Gece çökmüş...
Yalan veya gerçek eylence mekanda sonlanmak üzere...
Birer ikişer insanlar ya evlerine gidiyor ya başka yalan gerçek eylenceye...
Ben ve bir kaç kişi oturuyoruz kırmızı koltukta...
Yeni yaşıma girmişim...
Yaş mı bana girdi ben mi yaşa göreceğiz... hayırlısıyla...
Bütün gece boyunca saklanan duygular artık saklanamıyor...
Hayatın ortasında, baharında, ortanın sonunda kadınlar...
Konuşmadan yürekler dinleniyor... Kadehler tokuşturulurken sessizce akıyor yaşlar...
Hayata, yaşananlara, özlemlere, ana, işe, sağlığa... her neyse ona akıyor...
Duygular karışık...
Kaybedilenler ve kaybetme korkusu havada...

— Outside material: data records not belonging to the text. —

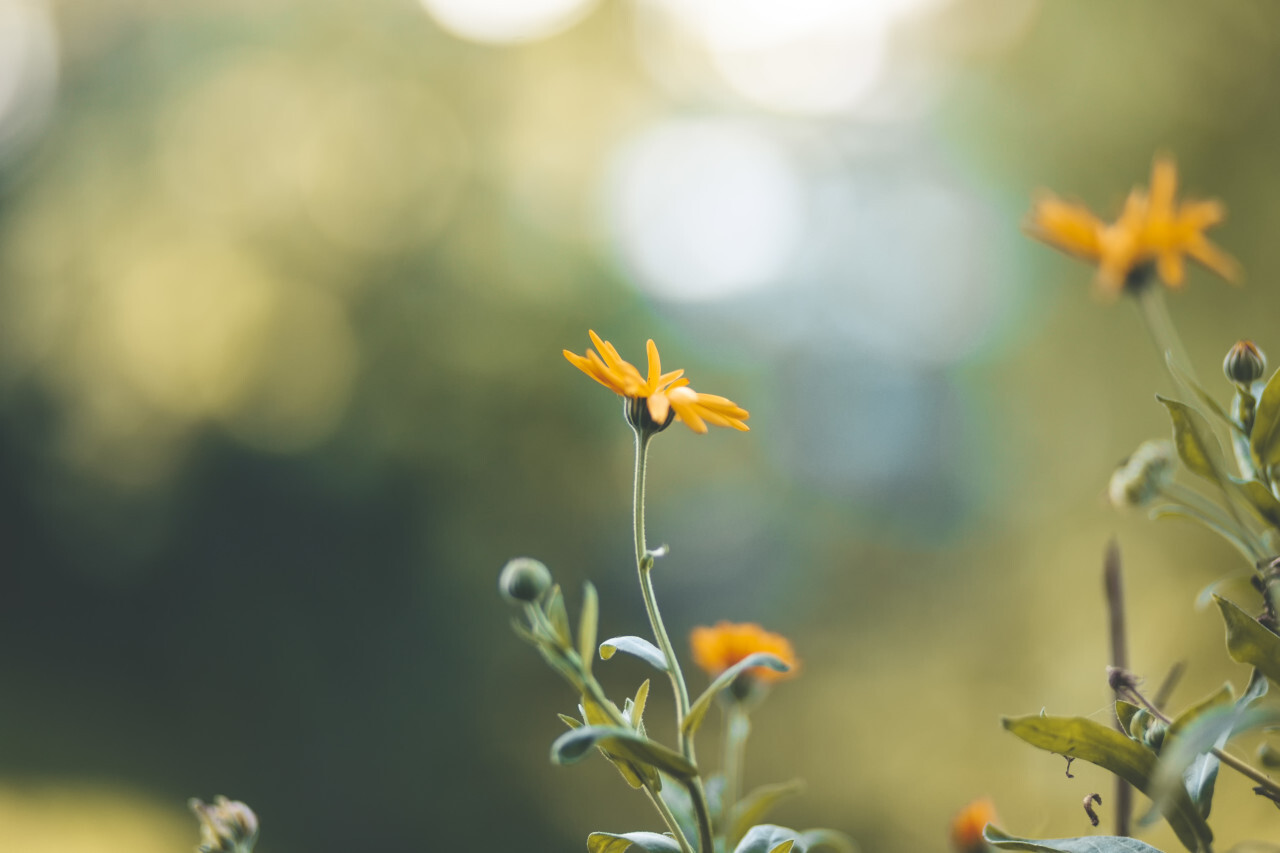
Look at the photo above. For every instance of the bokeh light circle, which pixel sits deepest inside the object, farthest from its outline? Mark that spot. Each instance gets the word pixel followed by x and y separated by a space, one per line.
pixel 705 209
pixel 506 21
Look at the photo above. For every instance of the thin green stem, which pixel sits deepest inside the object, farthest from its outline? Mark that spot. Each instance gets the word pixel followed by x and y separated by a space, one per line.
pixel 737 726
pixel 644 568
pixel 1153 311
pixel 670 819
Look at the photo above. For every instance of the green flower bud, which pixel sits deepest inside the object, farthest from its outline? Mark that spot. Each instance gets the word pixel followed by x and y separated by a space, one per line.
pixel 1244 363
pixel 227 826
pixel 1141 477
pixel 524 579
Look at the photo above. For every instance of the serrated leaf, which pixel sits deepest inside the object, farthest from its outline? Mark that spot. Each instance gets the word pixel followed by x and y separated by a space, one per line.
pixel 586 625
pixel 1196 443
pixel 636 647
pixel 1107 748
pixel 1087 844
pixel 636 715
pixel 757 804
pixel 1265 436
pixel 558 616
pixel 768 838
pixel 839 842
pixel 698 710
pixel 611 843
pixel 574 746
pixel 1249 642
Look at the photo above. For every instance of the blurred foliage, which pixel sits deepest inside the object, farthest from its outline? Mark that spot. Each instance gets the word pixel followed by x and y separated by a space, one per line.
pixel 283 288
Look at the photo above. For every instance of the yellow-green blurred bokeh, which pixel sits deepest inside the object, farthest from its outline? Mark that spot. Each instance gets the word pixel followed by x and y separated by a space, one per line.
pixel 283 288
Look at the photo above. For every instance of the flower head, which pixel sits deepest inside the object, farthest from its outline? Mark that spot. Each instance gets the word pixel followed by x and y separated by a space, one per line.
pixel 968 825
pixel 1152 231
pixel 659 396
pixel 721 647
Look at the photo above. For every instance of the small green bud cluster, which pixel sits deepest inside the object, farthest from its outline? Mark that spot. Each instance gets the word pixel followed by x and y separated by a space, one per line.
pixel 1142 477
pixel 1244 363
pixel 1148 729
pixel 227 826
pixel 524 580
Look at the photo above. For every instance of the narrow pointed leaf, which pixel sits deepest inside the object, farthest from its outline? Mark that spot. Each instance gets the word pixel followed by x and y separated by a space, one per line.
pixel 636 647
pixel 1265 437
pixel 768 838
pixel 1249 642
pixel 1097 744
pixel 1196 443
pixel 574 746
pixel 1203 396
pixel 586 625
pixel 831 839
pixel 753 807
pixel 1087 844
pixel 698 710
pixel 611 843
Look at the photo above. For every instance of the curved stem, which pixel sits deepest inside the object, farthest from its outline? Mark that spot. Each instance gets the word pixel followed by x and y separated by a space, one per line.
pixel 672 824
pixel 644 568
pixel 1225 757
pixel 737 726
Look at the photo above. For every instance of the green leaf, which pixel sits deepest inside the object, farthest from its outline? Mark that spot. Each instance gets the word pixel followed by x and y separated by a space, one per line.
pixel 636 647
pixel 698 710
pixel 1196 443
pixel 558 616
pixel 1205 397
pixel 574 746
pixel 1248 641
pixel 832 839
pixel 1097 744
pixel 768 838
pixel 757 804
pixel 1265 436
pixel 586 625
pixel 1087 844
pixel 1262 501
pixel 611 843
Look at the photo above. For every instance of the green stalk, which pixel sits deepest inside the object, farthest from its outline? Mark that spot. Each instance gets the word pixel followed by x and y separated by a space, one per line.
pixel 737 726
pixel 644 568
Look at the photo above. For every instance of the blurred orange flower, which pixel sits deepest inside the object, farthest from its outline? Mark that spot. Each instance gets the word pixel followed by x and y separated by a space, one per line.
pixel 663 392
pixel 1152 228
pixel 968 825
pixel 721 647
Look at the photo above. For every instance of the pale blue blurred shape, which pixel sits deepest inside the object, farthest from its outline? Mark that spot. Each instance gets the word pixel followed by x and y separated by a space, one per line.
pixel 705 209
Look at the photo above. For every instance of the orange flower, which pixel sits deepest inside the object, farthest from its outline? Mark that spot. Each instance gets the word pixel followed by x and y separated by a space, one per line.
pixel 1151 229
pixel 664 395
pixel 721 647
pixel 968 825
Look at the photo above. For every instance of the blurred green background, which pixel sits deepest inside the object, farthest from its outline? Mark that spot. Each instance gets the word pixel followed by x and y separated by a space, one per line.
pixel 283 292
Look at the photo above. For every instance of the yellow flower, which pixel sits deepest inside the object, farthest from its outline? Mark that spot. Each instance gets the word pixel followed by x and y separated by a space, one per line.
pixel 1151 229
pixel 968 825
pixel 721 647
pixel 664 395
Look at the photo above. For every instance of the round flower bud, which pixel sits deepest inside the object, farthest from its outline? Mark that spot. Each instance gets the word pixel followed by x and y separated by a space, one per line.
pixel 524 579
pixel 1141 477
pixel 1244 363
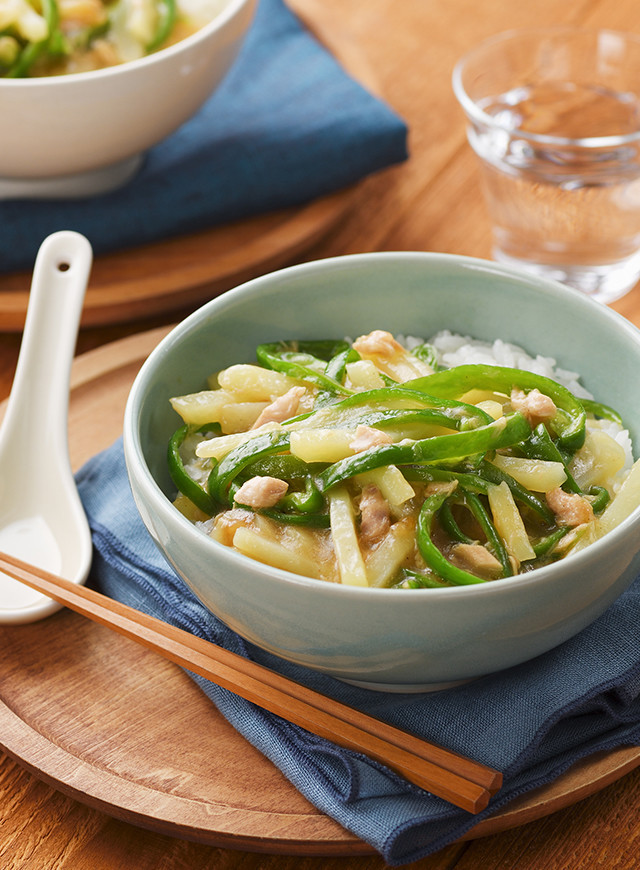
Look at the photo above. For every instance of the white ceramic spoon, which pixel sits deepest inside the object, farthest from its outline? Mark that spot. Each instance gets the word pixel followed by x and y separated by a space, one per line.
pixel 42 520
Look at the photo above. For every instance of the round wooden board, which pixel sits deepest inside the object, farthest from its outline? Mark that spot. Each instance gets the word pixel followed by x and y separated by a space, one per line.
pixel 180 272
pixel 122 730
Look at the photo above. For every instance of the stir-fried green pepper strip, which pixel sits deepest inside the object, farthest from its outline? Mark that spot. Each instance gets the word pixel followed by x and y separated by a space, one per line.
pixel 306 361
pixel 426 353
pixel 496 475
pixel 496 543
pixel 431 554
pixel 336 370
pixel 540 445
pixel 231 465
pixel 167 13
pixel 545 545
pixel 32 50
pixel 600 498
pixel 185 484
pixel 603 411
pixel 499 433
pixel 399 398
pixel 301 513
pixel 449 524
pixel 569 421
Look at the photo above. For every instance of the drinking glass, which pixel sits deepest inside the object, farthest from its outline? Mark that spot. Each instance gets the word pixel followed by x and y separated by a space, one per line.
pixel 554 118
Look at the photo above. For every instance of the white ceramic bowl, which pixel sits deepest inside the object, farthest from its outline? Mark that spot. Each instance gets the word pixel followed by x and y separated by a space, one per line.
pixel 404 640
pixel 85 133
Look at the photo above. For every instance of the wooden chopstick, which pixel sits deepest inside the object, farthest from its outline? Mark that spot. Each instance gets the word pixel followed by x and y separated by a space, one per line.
pixel 459 780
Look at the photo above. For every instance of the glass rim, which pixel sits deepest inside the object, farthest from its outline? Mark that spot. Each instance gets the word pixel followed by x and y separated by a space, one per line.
pixel 477 115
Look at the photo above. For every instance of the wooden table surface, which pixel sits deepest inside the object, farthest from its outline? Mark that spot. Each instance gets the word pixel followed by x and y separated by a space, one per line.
pixel 432 203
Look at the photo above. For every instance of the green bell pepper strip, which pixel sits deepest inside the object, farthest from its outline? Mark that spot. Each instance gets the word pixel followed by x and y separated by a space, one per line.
pixel 426 353
pixel 546 544
pixel 184 483
pixel 395 396
pixel 603 411
pixel 431 554
pixel 600 498
pixel 495 541
pixel 312 517
pixel 336 369
pixel 540 445
pixel 449 524
pixel 309 500
pixel 231 465
pixel 437 449
pixel 569 421
pixel 285 466
pixel 33 50
pixel 303 362
pixel 167 14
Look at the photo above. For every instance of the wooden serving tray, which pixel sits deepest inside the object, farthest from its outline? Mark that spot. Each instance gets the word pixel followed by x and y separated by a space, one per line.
pixel 123 731
pixel 178 273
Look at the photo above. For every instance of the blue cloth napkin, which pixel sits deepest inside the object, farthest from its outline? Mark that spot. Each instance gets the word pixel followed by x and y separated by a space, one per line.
pixel 532 721
pixel 286 126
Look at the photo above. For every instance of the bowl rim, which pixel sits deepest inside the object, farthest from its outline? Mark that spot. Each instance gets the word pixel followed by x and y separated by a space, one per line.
pixel 137 467
pixel 229 11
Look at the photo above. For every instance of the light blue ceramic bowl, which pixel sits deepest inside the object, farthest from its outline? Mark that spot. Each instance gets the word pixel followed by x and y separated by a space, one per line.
pixel 388 639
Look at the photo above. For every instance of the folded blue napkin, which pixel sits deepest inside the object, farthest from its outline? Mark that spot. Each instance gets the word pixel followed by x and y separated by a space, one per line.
pixel 286 126
pixel 532 722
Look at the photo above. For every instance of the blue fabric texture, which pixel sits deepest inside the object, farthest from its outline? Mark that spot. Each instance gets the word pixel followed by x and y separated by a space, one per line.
pixel 532 722
pixel 286 126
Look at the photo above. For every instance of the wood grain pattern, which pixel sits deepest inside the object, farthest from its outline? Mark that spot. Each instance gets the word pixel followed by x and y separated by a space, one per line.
pixel 433 202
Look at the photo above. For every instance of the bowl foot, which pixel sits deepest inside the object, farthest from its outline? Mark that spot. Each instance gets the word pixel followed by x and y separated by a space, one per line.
pixel 408 688
pixel 72 186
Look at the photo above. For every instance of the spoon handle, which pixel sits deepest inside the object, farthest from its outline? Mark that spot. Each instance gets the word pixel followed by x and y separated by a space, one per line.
pixel 39 399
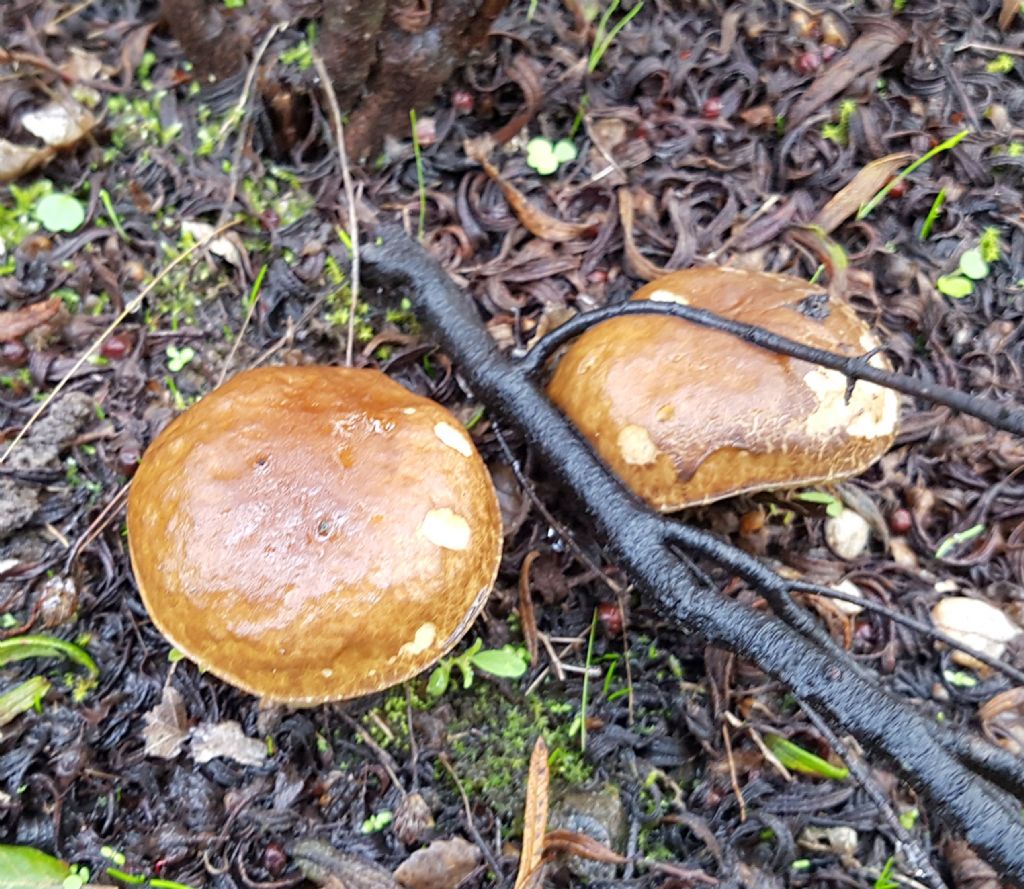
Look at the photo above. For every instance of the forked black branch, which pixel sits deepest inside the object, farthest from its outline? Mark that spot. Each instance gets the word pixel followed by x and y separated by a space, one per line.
pixel 969 782
pixel 997 414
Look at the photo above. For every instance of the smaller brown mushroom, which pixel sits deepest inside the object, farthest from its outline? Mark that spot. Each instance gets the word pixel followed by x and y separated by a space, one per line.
pixel 313 534
pixel 686 415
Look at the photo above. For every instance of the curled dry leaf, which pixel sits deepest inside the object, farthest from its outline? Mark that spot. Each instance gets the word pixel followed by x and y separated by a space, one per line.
pixel 15 160
pixel 872 47
pixel 637 264
pixel 18 322
pixel 166 725
pixel 228 246
pixel 227 739
pixel 443 864
pixel 535 822
pixel 573 843
pixel 1003 720
pixel 977 625
pixel 860 189
pixel 535 220
pixel 326 866
pixel 969 871
pixel 59 124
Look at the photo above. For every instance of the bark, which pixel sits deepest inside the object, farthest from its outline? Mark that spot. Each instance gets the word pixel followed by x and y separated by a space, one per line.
pixel 206 35
pixel 969 782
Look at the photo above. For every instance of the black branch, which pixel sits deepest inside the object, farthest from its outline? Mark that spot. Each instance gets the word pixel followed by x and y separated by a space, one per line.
pixel 997 414
pixel 963 776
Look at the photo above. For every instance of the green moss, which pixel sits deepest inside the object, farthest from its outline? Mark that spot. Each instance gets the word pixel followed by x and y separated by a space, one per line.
pixel 492 737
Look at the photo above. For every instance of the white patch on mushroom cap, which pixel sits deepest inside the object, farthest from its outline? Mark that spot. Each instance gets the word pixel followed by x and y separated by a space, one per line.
pixel 669 296
pixel 423 639
pixel 870 413
pixel 445 528
pixel 636 446
pixel 453 437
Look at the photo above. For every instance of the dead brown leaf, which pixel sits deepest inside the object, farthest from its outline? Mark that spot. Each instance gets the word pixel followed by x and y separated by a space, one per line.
pixel 166 725
pixel 572 843
pixel 227 739
pixel 18 322
pixel 636 263
pixel 860 189
pixel 443 864
pixel 879 41
pixel 326 866
pixel 1003 720
pixel 535 220
pixel 535 823
pixel 1008 13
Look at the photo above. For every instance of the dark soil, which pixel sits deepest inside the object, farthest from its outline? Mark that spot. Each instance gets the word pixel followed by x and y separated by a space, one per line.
pixel 726 131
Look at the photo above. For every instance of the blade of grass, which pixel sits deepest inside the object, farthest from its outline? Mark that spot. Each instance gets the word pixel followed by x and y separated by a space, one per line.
pixel 881 195
pixel 586 683
pixel 601 46
pixel 933 214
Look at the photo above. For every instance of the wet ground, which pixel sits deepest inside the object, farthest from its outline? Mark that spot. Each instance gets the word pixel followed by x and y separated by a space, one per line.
pixel 701 135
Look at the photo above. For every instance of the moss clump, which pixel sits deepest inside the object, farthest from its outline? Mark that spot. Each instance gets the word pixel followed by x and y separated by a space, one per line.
pixel 492 737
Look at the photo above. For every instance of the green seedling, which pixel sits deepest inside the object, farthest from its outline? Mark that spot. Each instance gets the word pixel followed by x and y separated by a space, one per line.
pixel 885 879
pixel 377 821
pixel 881 195
pixel 833 505
pixel 974 265
pixel 1003 64
pixel 546 157
pixel 26 695
pixel 796 758
pixel 933 215
pixel 23 647
pixel 957 538
pixel 177 358
pixel 59 212
pixel 506 663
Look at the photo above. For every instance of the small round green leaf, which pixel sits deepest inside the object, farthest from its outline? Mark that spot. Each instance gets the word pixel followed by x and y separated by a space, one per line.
pixel 564 151
pixel 954 286
pixel 59 212
pixel 505 663
pixel 541 156
pixel 973 264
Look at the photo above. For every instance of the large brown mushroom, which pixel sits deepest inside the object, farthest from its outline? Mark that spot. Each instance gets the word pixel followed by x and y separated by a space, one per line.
pixel 313 534
pixel 686 415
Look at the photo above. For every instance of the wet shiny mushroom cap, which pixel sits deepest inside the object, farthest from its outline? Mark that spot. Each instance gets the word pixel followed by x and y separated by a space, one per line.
pixel 313 534
pixel 686 415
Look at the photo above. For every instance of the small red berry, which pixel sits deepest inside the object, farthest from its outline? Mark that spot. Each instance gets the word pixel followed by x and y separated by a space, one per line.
pixel 274 858
pixel 116 347
pixel 13 353
pixel 808 62
pixel 127 461
pixel 610 617
pixel 712 108
pixel 463 101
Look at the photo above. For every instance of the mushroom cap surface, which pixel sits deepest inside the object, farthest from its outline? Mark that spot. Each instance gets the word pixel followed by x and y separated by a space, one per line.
pixel 313 534
pixel 686 415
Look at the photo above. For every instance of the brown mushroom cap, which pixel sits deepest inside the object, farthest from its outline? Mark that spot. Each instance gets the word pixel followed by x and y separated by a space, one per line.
pixel 313 534
pixel 686 415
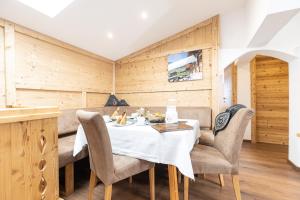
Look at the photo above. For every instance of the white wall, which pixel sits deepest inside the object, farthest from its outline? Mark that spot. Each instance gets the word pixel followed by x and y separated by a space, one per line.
pixel 239 27
pixel 244 90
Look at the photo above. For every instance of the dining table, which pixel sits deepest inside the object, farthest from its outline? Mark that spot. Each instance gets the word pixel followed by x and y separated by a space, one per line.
pixel 145 142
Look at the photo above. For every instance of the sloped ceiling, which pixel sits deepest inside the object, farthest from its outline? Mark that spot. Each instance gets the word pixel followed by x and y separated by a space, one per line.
pixel 85 23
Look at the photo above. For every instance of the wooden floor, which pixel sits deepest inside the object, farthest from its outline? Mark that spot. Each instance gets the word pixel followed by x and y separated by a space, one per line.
pixel 264 172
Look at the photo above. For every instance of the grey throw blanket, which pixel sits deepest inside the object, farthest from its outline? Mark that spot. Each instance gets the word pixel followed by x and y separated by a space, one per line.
pixel 223 119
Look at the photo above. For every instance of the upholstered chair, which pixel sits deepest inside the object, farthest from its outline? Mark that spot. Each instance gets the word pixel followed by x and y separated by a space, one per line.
pixel 106 166
pixel 223 156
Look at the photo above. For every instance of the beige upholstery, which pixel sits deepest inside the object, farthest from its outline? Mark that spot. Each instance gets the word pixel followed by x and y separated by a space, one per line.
pixel 223 157
pixel 109 168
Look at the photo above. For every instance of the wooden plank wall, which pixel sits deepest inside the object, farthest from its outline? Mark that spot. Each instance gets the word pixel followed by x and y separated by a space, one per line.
pixel 272 100
pixel 51 73
pixel 142 79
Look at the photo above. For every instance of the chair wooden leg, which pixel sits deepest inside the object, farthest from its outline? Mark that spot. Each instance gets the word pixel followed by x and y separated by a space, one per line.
pixel 236 186
pixel 69 179
pixel 186 188
pixel 107 192
pixel 179 176
pixel 221 179
pixel 93 182
pixel 152 183
pixel 130 180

Tütün ciğerlere doluyor ama rahatlatmıyor...
Geleceği kurgulatıyor...
Birden bir anı beliriyor...
Denizden esen meltemin ürpertisinde gecede yürüyen bir kız ve erkek...
Hayat gayeleri yok...
Gece güzel geçmiş...
Geçmeyede devam edecek...
Yarında...
Derslermiş, ailelermiş, paraymış, taksitlermiş, sağlıkmış, ölümlermiş...
Dertleri değil...
Tatmamışlar büyük kayıplar, acılar...
Dünya ucundan umurlarında...
Ne güzel bir an...
Herşeyin pembe geldiği, sadece anın yaşandığı, küçük dertlerin dert sayıldığı...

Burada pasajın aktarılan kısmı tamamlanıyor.